Dolayısıyla değişimin hızına yetişmek bir yana, nasıl ki bugünkü bakanları kimse sayamazsa, yöneticileri de kimse tanımıyor/sayamıyor.

Bir umutsuzluk halidir gidiyor. Yıllar yılı memleketin G20’den kopuşu gibi Beşiktaş da ilk üç sıradan uzaklaşmış  makasın açılmaması bile temenni olmaktan çıkmış görünüyor.

Öyle bir ruhsuzluk ki tribüne de sıçramış, nasıl ki memleketin insanı toplumsal olaylar karşısında reflekslerini yitirmişse, taraftarın da içinden tezahürat yapmak gelmez oldu.
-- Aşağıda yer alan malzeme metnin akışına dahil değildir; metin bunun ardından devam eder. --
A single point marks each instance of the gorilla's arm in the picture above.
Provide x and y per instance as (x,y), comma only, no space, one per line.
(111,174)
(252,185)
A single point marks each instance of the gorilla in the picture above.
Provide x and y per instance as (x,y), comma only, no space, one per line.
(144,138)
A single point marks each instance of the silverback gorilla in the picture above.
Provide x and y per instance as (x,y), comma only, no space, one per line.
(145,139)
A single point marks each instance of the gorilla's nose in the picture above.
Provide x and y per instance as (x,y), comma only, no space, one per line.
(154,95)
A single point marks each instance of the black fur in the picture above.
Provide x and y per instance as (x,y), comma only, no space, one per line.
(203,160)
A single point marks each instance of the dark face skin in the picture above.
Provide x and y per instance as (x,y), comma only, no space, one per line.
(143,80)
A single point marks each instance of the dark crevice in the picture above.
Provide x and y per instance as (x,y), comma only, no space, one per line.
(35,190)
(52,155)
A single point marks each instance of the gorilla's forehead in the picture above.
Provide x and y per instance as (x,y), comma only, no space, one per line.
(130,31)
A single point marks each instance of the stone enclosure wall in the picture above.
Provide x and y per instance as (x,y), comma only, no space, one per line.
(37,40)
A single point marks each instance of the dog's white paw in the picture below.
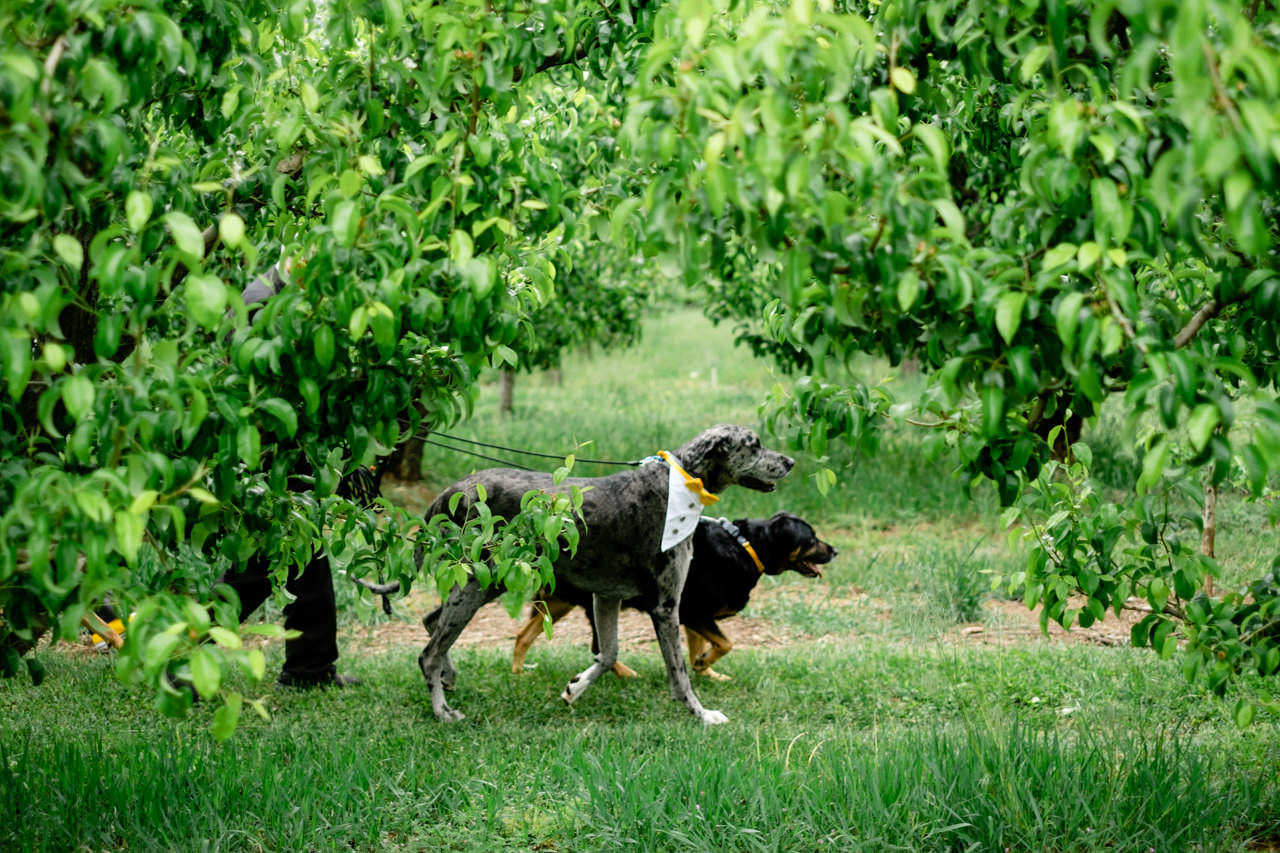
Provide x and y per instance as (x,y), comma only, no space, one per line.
(574,689)
(448,715)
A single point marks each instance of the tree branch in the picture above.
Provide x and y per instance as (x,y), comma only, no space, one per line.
(1203,315)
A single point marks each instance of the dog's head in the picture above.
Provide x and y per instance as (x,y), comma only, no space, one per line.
(728,455)
(799,547)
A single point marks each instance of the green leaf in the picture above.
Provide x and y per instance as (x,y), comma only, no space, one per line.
(283,413)
(69,250)
(227,717)
(1009,314)
(78,396)
(1202,423)
(248,445)
(1152,466)
(346,222)
(206,675)
(903,80)
(144,501)
(137,209)
(1032,62)
(17,360)
(1088,255)
(128,536)
(227,639)
(204,496)
(323,345)
(1243,714)
(618,223)
(231,228)
(936,141)
(1066,318)
(350,183)
(908,288)
(186,233)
Öylesine bir yolsuzluk sarmalına girildi ki ‘çalıyor ama çalışıyor’ riyakarlığı nedeniyle bit pazarına nur bile yağar hale geldi. Kulübün etik kodları, ‘duruş’ olarak bilinen değerleri fena halde aşındığı için ‘değişim garanti’ lafzıyla gelenler iyi niyetli de olsa heyecan uyandıramaz oldu.

İşte bu ahval ve şeraitte Beşiktaş son üç yıldaki 6. Hoca değişikliğini gerçekleştirdi. Bu defa gelen ve isminin konuşma dilinde telaffuzu fena halde zorlu olan Ole Gunnar Solskjaer geldi. Takım liderin 20 puan gerisinde ama henüz ilk maçta bir ışık gördük. Sevindik. Mutlu olduk. Beşiktaş İspanya’nın önemli takımlarından Atletico Bilbao’yu 4-1 yendi. Oysa aynı takım iki Türk takımını yenmişti.
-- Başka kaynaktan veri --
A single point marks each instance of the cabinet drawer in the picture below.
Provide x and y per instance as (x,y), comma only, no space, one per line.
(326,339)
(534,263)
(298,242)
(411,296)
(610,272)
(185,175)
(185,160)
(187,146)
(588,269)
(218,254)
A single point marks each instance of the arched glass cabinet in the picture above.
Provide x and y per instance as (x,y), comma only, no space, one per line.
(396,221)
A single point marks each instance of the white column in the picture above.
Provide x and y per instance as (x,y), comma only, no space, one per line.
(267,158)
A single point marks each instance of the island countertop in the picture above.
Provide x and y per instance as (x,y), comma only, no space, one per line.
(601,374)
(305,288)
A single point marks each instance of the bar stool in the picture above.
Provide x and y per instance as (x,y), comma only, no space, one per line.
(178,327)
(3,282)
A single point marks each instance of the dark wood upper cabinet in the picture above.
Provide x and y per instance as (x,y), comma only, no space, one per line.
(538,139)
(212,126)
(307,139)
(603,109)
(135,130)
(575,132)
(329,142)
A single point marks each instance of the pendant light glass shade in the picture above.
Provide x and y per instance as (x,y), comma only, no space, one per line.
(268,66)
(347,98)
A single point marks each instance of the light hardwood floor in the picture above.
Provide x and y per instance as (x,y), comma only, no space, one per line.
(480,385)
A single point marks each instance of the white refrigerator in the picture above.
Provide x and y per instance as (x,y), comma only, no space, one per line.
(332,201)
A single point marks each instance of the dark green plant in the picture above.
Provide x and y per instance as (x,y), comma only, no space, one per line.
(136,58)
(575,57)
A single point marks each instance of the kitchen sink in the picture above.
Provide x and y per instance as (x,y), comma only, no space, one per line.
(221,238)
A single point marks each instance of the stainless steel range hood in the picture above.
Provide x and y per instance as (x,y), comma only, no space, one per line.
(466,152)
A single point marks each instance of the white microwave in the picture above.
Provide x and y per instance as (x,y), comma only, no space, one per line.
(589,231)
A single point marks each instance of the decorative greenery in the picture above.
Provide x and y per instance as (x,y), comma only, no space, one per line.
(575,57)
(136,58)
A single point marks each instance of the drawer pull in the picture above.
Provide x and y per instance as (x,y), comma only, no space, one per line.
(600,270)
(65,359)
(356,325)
Giovanni Christian van Bronckhorst da ilk maçında Galatasaray’a karşı alınan 5-0 galibiyetle işe başladığı için temkinli olmak gerektiğini biliyoruz. Ama şairin dediği gibi, ‘umudu kesme yurdundan.’ Bizimkisi de o haleti ruhiye ile takımı desteklemeyi gerekli kılıyor.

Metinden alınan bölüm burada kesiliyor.